Há dez anos a minha vida mudou.

Sofia-francisco
Sofia Francisco, professora giraaosquarenta@gmail.com

Há dez anos a minha vida mudou. Há dez anos, aquando o primeiro AVC, o meu pai implorou-me que não o deixasse sozinho no, até então desconhecido, Hospital dos Covões. Há dez anos eu deixei de ser a Sofia, menina do papá, para ser a Sofia, filha crescida do Sr. Manuel.

Até aí ele sempre tinha tomado conta de mim, tentando proteger-me de tudo e todos (tarefa nem sempre bem conseguida, graças a Deus) e sempre me ajudou em tudo. A partir daquele dia, fui eu que comecei a protege-lo, a dar-lhe forças, a contrariá-lo sempre que ele diz que é melhor morrer. E foi também a partir desse dia que eu comecei a forçar-me a beijá-lo mais vezes porque, inacreditavelmente, eu sempre tive uma espécie de vergonha de beijar espontaneamente o meu pai.

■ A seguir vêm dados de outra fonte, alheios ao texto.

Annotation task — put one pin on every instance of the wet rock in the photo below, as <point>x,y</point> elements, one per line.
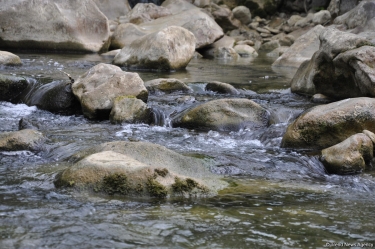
<point>225,53</point>
<point>221,87</point>
<point>305,21</point>
<point>269,46</point>
<point>113,8</point>
<point>169,49</point>
<point>348,157</point>
<point>224,17</point>
<point>326,125</point>
<point>205,29</point>
<point>129,110</point>
<point>243,14</point>
<point>321,99</point>
<point>144,12</point>
<point>166,85</point>
<point>358,19</point>
<point>225,41</point>
<point>338,7</point>
<point>55,97</point>
<point>11,87</point>
<point>27,139</point>
<point>9,59</point>
<point>98,87</point>
<point>322,17</point>
<point>302,49</point>
<point>342,67</point>
<point>224,115</point>
<point>139,169</point>
<point>245,51</point>
<point>278,51</point>
<point>72,25</point>
<point>125,34</point>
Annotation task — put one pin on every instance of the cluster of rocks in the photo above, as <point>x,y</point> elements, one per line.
<point>334,63</point>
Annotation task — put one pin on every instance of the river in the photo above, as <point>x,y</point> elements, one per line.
<point>278,198</point>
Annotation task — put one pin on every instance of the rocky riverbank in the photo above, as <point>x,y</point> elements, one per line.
<point>330,45</point>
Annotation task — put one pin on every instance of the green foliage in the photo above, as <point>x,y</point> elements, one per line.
<point>115,184</point>
<point>162,172</point>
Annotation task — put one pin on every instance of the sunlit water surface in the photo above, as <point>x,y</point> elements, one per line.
<point>278,198</point>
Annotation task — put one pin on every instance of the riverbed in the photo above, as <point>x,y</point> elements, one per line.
<point>277,197</point>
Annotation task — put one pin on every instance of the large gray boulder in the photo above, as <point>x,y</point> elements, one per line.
<point>348,157</point>
<point>112,9</point>
<point>11,87</point>
<point>224,115</point>
<point>326,125</point>
<point>9,59</point>
<point>359,19</point>
<point>53,25</point>
<point>302,49</point>
<point>22,140</point>
<point>98,87</point>
<point>341,68</point>
<point>139,169</point>
<point>144,12</point>
<point>169,49</point>
<point>204,28</point>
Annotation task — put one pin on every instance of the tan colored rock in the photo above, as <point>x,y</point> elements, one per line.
<point>113,8</point>
<point>348,157</point>
<point>169,49</point>
<point>53,25</point>
<point>98,87</point>
<point>224,115</point>
<point>139,169</point>
<point>326,125</point>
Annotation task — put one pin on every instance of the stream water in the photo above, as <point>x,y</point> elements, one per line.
<point>278,198</point>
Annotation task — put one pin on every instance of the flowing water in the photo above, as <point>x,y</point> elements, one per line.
<point>278,198</point>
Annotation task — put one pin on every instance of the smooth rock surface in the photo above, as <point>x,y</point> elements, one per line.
<point>326,125</point>
<point>53,25</point>
<point>98,87</point>
<point>169,49</point>
<point>224,115</point>
<point>348,157</point>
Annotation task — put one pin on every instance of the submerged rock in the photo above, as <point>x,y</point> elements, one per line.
<point>130,110</point>
<point>9,59</point>
<point>302,49</point>
<point>348,157</point>
<point>112,9</point>
<point>139,169</point>
<point>53,25</point>
<point>169,49</point>
<point>11,87</point>
<point>98,87</point>
<point>221,87</point>
<point>55,97</point>
<point>224,115</point>
<point>326,125</point>
<point>166,85</point>
<point>341,68</point>
<point>27,139</point>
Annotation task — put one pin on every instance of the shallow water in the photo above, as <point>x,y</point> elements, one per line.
<point>278,198</point>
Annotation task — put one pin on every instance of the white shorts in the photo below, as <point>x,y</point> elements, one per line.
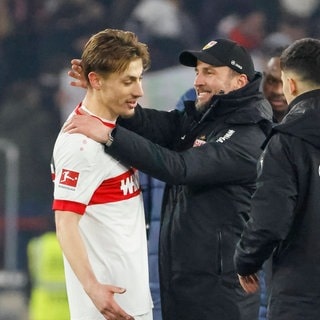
<point>146,316</point>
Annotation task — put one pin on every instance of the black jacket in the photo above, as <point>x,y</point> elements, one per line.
<point>207,197</point>
<point>285,216</point>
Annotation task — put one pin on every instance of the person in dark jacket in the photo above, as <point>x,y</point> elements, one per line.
<point>207,155</point>
<point>284,219</point>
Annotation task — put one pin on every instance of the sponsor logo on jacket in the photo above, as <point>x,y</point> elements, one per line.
<point>226,136</point>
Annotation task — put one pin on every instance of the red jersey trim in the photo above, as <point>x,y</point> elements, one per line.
<point>115,189</point>
<point>66,205</point>
<point>122,187</point>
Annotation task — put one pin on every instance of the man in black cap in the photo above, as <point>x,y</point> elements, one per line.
<point>207,155</point>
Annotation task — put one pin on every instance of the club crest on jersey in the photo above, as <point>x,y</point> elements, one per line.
<point>69,178</point>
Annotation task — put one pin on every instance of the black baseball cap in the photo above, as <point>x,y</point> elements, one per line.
<point>219,53</point>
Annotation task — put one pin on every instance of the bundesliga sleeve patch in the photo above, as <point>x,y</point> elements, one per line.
<point>69,178</point>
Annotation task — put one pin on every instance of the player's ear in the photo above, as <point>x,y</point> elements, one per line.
<point>94,80</point>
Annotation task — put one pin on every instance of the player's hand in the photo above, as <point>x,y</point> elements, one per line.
<point>102,296</point>
<point>250,283</point>
<point>89,126</point>
<point>76,73</point>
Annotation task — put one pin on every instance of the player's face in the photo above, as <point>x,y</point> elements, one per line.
<point>120,91</point>
<point>210,81</point>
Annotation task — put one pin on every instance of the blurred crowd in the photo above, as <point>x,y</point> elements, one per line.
<point>39,37</point>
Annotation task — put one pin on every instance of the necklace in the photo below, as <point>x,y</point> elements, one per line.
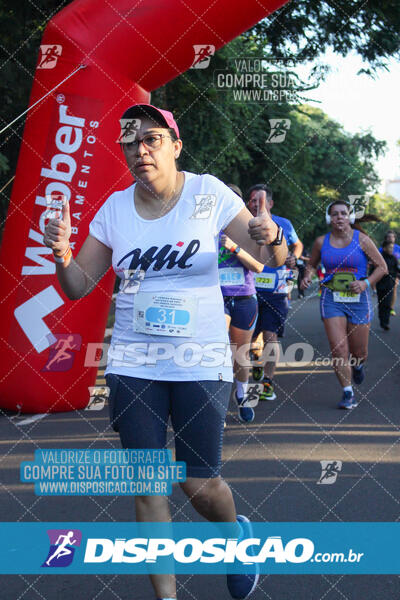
<point>164,206</point>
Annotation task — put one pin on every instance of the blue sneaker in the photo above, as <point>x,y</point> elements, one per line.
<point>358,374</point>
<point>246,413</point>
<point>347,402</point>
<point>241,585</point>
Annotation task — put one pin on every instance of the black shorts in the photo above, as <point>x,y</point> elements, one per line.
<point>140,409</point>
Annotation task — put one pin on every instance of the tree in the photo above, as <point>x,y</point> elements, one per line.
<point>307,28</point>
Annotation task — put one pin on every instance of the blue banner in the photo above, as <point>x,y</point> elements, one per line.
<point>138,548</point>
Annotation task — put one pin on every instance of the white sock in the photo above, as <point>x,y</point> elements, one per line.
<point>241,388</point>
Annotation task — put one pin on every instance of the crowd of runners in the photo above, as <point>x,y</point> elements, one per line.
<point>188,250</point>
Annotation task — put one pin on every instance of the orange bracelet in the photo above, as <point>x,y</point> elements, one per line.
<point>64,258</point>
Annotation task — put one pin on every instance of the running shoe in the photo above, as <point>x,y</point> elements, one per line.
<point>246,413</point>
<point>358,374</point>
<point>241,585</point>
<point>268,391</point>
<point>347,402</point>
<point>258,373</point>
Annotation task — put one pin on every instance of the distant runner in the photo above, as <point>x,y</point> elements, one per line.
<point>272,292</point>
<point>346,307</point>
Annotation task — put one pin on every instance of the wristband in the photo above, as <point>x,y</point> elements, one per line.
<point>64,258</point>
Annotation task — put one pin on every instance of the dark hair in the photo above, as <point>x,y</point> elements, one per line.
<point>389,232</point>
<point>172,133</point>
<point>260,186</point>
<point>235,189</point>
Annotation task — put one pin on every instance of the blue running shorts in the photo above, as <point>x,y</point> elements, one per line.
<point>272,313</point>
<point>140,409</point>
<point>358,313</point>
<point>242,310</point>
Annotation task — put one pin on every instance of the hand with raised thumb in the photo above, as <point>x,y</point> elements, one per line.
<point>58,231</point>
<point>262,228</point>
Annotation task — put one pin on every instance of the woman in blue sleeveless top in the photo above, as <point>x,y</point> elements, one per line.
<point>345,303</point>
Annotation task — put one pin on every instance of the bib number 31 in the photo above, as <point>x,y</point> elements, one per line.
<point>165,314</point>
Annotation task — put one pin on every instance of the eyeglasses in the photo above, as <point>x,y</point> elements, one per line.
<point>151,141</point>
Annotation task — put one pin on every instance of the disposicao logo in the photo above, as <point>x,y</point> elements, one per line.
<point>62,547</point>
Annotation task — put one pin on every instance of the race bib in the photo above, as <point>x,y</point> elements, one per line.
<point>266,281</point>
<point>165,314</point>
<point>345,297</point>
<point>231,276</point>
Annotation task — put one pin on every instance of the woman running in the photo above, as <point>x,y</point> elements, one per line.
<point>236,268</point>
<point>345,303</point>
<point>160,235</point>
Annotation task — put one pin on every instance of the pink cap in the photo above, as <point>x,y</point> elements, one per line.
<point>148,110</point>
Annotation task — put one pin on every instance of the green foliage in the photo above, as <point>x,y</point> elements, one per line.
<point>317,162</point>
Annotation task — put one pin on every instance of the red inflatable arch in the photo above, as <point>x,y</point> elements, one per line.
<point>117,52</point>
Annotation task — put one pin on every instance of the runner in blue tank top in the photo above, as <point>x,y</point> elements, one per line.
<point>236,268</point>
<point>345,302</point>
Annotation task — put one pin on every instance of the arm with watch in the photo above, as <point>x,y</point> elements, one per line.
<point>244,257</point>
<point>259,236</point>
<point>77,276</point>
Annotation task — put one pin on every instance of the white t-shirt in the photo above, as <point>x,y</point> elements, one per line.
<point>169,319</point>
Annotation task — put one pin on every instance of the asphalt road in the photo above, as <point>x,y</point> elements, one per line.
<point>272,464</point>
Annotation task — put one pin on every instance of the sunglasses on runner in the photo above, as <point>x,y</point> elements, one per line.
<point>151,141</point>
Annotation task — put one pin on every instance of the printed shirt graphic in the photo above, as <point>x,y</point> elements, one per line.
<point>350,259</point>
<point>179,256</point>
<point>228,260</point>
<point>279,275</point>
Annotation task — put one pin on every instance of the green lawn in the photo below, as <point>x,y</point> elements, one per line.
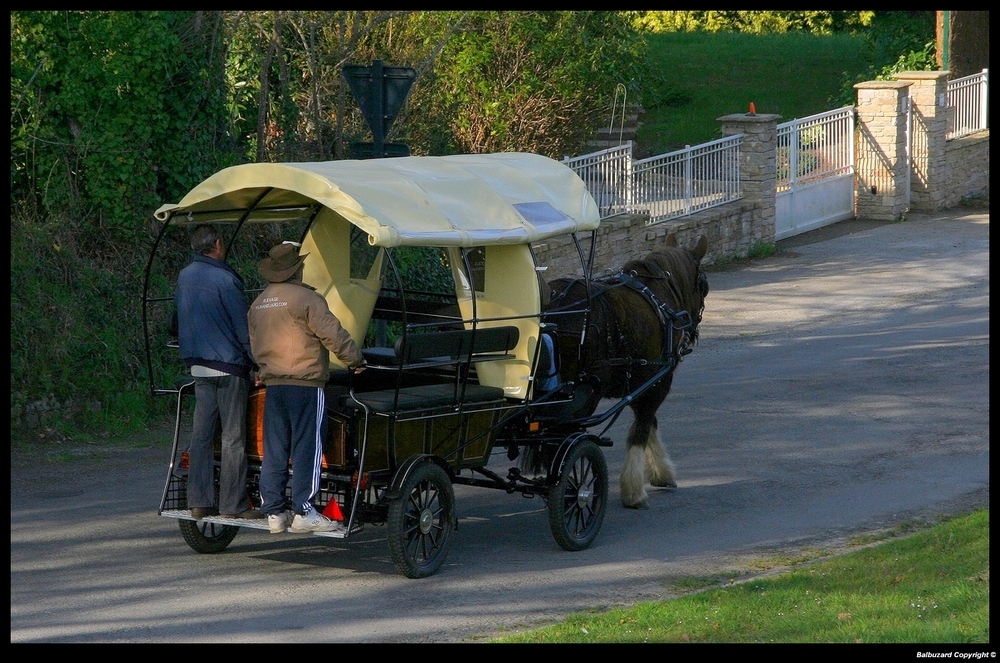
<point>700,77</point>
<point>928,587</point>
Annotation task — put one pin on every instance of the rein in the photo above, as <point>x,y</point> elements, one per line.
<point>670,320</point>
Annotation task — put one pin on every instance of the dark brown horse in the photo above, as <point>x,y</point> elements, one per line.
<point>642,321</point>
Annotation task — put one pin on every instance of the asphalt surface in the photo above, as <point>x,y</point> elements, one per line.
<point>839,387</point>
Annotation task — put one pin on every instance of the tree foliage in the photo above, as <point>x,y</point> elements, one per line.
<point>753,22</point>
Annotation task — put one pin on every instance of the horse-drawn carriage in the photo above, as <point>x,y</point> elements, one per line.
<point>428,263</point>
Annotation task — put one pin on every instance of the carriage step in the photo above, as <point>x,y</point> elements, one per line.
<point>185,514</point>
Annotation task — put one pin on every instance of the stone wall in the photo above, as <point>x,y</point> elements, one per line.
<point>732,230</point>
<point>967,169</point>
<point>942,173</point>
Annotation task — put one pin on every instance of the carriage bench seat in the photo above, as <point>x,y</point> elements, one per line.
<point>416,350</point>
<point>439,349</point>
<point>426,397</point>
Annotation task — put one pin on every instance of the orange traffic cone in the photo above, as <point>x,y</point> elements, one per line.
<point>332,510</point>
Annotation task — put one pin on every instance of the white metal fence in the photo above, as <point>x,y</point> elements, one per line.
<point>815,148</point>
<point>665,186</point>
<point>688,180</point>
<point>968,96</point>
<point>608,176</point>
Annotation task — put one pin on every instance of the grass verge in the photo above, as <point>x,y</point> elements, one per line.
<point>930,587</point>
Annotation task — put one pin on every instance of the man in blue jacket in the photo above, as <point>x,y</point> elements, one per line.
<point>215,343</point>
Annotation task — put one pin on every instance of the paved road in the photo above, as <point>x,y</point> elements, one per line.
<point>840,386</point>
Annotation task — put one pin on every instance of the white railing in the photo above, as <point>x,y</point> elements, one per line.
<point>607,175</point>
<point>815,148</point>
<point>688,180</point>
<point>968,97</point>
<point>665,186</point>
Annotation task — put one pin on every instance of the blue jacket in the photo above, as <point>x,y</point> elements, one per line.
<point>212,317</point>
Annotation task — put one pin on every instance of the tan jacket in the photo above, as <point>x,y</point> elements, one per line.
<point>293,331</point>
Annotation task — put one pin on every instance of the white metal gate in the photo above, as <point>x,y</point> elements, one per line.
<point>815,172</point>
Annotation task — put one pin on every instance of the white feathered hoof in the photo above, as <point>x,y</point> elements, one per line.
<point>633,480</point>
<point>659,468</point>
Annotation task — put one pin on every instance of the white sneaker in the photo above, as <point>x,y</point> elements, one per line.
<point>278,523</point>
<point>314,521</point>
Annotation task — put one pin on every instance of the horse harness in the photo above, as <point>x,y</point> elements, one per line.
<point>670,320</point>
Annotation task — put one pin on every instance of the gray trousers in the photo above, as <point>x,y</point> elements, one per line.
<point>219,400</point>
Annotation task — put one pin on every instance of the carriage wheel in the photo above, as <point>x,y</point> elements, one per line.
<point>421,521</point>
<point>578,501</point>
<point>207,537</point>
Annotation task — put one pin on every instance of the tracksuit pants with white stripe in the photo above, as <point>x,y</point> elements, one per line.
<point>294,427</point>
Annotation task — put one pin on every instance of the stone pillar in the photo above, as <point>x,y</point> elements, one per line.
<point>881,178</point>
<point>758,165</point>
<point>928,130</point>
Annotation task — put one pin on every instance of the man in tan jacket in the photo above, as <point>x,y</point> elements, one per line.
<point>292,332</point>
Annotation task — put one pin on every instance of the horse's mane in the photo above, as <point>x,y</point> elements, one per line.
<point>682,269</point>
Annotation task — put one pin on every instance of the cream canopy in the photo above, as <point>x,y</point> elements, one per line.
<point>461,200</point>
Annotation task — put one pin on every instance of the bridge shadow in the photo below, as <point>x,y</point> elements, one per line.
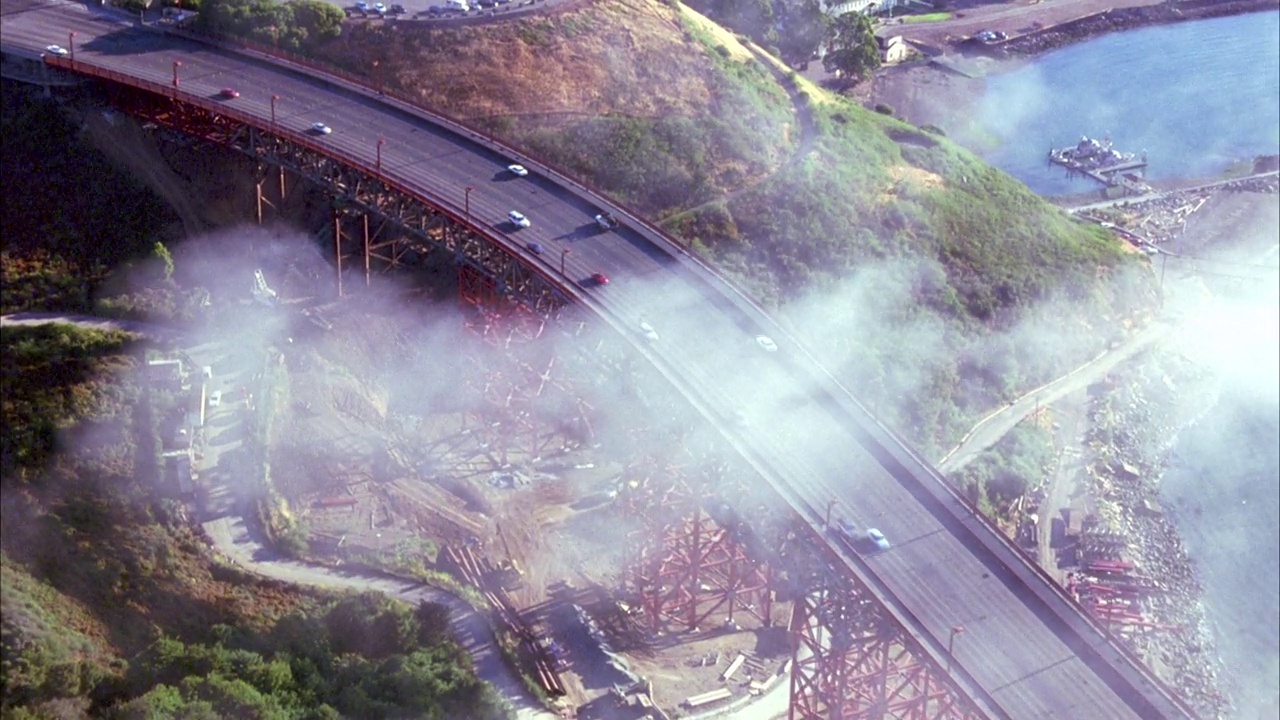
<point>960,520</point>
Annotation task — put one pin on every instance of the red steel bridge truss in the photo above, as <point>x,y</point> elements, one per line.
<point>696,564</point>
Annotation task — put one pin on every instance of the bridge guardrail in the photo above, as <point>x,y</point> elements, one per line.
<point>364,165</point>
<point>923,469</point>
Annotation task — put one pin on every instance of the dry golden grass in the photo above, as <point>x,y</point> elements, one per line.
<point>908,180</point>
<point>612,57</point>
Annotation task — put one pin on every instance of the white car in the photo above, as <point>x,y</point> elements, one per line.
<point>846,528</point>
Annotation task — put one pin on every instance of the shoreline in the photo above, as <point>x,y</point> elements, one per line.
<point>1121,19</point>
<point>1115,475</point>
<point>945,87</point>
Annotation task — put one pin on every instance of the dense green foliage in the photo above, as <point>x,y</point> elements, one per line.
<point>659,163</point>
<point>1016,464</point>
<point>59,360</point>
<point>59,238</point>
<point>293,26</point>
<point>364,656</point>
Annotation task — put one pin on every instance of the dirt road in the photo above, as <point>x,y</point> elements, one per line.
<point>993,427</point>
<point>1011,18</point>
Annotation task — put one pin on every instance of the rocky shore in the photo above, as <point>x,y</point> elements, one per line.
<point>1133,423</point>
<point>1127,18</point>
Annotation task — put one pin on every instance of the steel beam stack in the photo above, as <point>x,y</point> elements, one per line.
<point>689,569</point>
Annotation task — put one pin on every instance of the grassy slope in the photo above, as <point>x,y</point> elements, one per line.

Há quarenta anos atrás parecia normal esse afastamento, essa ausência de toque, como que existisse um certo pudor em mostrar o amor que se sentia pelos filhos. Mas o assunto foi ultrapassado e se hoje falo dele é apenas para dizer, a quem interesse, que nunca é tarde e que vamos sempre a tempo de mimar quem amamos.

E não sou só eu que penso assim. É que agora, o meu frágil pai quer recuperar o tempo perdido. Esten­de-me os braços, pede-me beijinhos e quer miminhos. Eu tenho aprendido a dei­xar-me ir e, nos instantes em que nos abraçamos, fecho os olhos, tenho oito anos, e sou Sofia, menina do papá outra vez.